If the PRNG is cryptographically strong, then, by definition, its output cannot be distinguished from random bytes. That's the thought experiment by which a PRNG is supposed to be tested: two black boxes are given to the attacker, one implementing the PRNG, the other producing really random bytes (that one contains a gnome who throws dice real quick). The attacker goals is to find which box contains the PRNG, with a better success rate than pure luck (i.e. 50%).
PRNG which are NOT cryptographically strong, such as Mersenne Twister, can be recognized as such by an attacker targeting them specifically. But not necessarily by a generic statistical analysis tool.
To take an analogy, there are PRNG which are strong against armies of cryptographers who know the complete source code of the PRNG, and have access to a thousand big computers. There also are PRNG which can be declared non-random by a woodchuck wielding an abacus. And there are PRNG which are in between: generic simple tools won't catch them, but it does not mean that they can't be caught, only that it takes some more effort.

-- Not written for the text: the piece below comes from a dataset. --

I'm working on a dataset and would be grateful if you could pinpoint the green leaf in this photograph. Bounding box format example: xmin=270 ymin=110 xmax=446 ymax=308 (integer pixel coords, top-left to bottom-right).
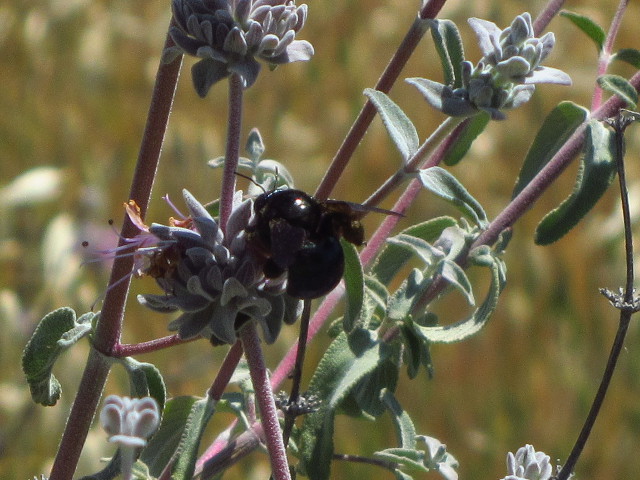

(Mathematically, it is not known whether cryptographically strong PRNG can really exist -- this is all the difference between an algorithm that cannot be broken, and an algorithm that we do not know how to break. A corollary is that we do not know whether there can exist an implementable analysis tool which would reliably recognize all non-strong PRNG. Right now, we have PRNG which are cryptographically weak, but statistically very good, so that analysis tools such as Burp's sequencer will find nothing non-random in them.)